Las otras posibilidades que se barajaban ayer, aunque de un perfil y peso mucho menor, eran la del expresidente de la Cámara de Diputados Pier Ferdinando Casini; y, sobre todo, la de la actual jefa de los servicios secretos, Elisabetta Belloni. Esta última, diplomática de gran experiencia y capaz de generar un amplio consenso, era la preferida a última hora de ayer por la derecha. De hecho, el propio Salvini dijo que estaba trabajando para que la persona elegida fuera “una mujer”, sin referirse directamente a ella.

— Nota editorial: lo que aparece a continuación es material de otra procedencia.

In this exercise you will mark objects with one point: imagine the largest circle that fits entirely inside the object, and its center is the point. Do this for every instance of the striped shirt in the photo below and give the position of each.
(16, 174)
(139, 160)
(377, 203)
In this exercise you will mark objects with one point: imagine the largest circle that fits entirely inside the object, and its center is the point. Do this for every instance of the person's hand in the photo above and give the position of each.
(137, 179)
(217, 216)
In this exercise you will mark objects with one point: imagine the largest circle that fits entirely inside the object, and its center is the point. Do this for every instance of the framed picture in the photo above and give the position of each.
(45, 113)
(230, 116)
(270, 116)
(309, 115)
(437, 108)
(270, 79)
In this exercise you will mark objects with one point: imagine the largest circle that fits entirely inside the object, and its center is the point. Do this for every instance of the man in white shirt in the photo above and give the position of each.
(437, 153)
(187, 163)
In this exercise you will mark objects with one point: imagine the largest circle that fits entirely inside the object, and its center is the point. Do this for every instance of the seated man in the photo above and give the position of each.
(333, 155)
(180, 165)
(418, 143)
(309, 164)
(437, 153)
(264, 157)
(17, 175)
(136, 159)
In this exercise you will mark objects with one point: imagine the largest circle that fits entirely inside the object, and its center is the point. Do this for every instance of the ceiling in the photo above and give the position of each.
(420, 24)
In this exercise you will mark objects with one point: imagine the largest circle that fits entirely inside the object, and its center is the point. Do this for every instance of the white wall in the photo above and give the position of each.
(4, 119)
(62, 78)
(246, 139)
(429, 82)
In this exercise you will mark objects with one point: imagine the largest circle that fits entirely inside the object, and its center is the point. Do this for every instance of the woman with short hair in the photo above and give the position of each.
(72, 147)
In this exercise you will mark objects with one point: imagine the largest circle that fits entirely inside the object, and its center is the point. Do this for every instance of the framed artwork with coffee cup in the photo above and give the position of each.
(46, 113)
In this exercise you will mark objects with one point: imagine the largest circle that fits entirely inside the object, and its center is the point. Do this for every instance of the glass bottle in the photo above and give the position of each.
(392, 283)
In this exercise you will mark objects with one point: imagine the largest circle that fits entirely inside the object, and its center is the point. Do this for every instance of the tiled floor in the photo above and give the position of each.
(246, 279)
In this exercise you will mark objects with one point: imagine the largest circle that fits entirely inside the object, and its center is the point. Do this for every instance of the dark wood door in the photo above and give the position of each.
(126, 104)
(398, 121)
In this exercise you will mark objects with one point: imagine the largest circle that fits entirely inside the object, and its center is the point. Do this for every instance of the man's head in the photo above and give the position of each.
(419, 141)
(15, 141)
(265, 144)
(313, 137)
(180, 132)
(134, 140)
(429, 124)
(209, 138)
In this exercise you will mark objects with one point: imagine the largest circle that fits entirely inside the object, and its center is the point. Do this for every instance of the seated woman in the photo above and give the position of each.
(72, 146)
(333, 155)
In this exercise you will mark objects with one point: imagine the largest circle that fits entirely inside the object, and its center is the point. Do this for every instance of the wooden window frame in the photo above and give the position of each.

La votación del 28 de enero (la quinta) fue un drama para Salvini, que había propuesto a Casellati, la presidenta del Senado. La política de Forza Italia es por jerarquía institucional también la segunda figura del Estado, algo que aconsejaría no quemarla en una votación perdida de antemano. Pero Salvini se empeñó en una idea divisiva (la izquierda ni siquiera votó) y el resultado que obtuvo, más allá de liquidar esa candidatura, mostró las grietas que hay en la coalición de centroderecha, que ni siquiera logró apoyar unida a Casellati (obtuvo 382 votos de los alrededor de 450 que conforman los parlamentarios de Forza Italia, Hermanos de Italia y la Liga). Es decir, unos 70 parlamentarios de los suyos —incluso de Forza Italia, su propio partido— ni siquiera la votaron.
No es la primera vez que Salvini sobreestima sus habilidades. En agosto de 2019, con un mojito en la mano en un chiringuito de playa, provocó una crisis de gobierno que liquidó todas sus posibilidades de ser primer ministro y de continuar dentro del Ejecutivo del que era vicepresidente. Mucho menos poderoso que entonces, ha intentado en esta elección del presidente de la República convertirse en un líder fiable, aglutinar a toda la coalición y erigirse en el kingmaker de la votación. El problema es que ha logrado solo convertir la Cámara de Diputados en una versión invernal de aquel chiringuito, llamado Papeete, dividiendo a la coalición y entregando al bloque progresista la delantera en la fase definitiva de la votación.
Salvini sale vivo de esta partida solo porque su partido no funciona como la mayoría y nadie pedirá ahora su cabeza. Pero una parte importante de su formación, la de los empresarios del norte, quería desde el comienzo a Draghi en el palacio del Quirinal, y el líder de la Liga desoyó ese insistente coro. Le pasarán la factura. También una gran parte de las filas de la resquebrajada coalición de centroderecha, que cada vez más reconocen en Giorgia Meloni, líder de Hermanos de Italia, a la única capaz de tomar decisiones políticas inteligentes.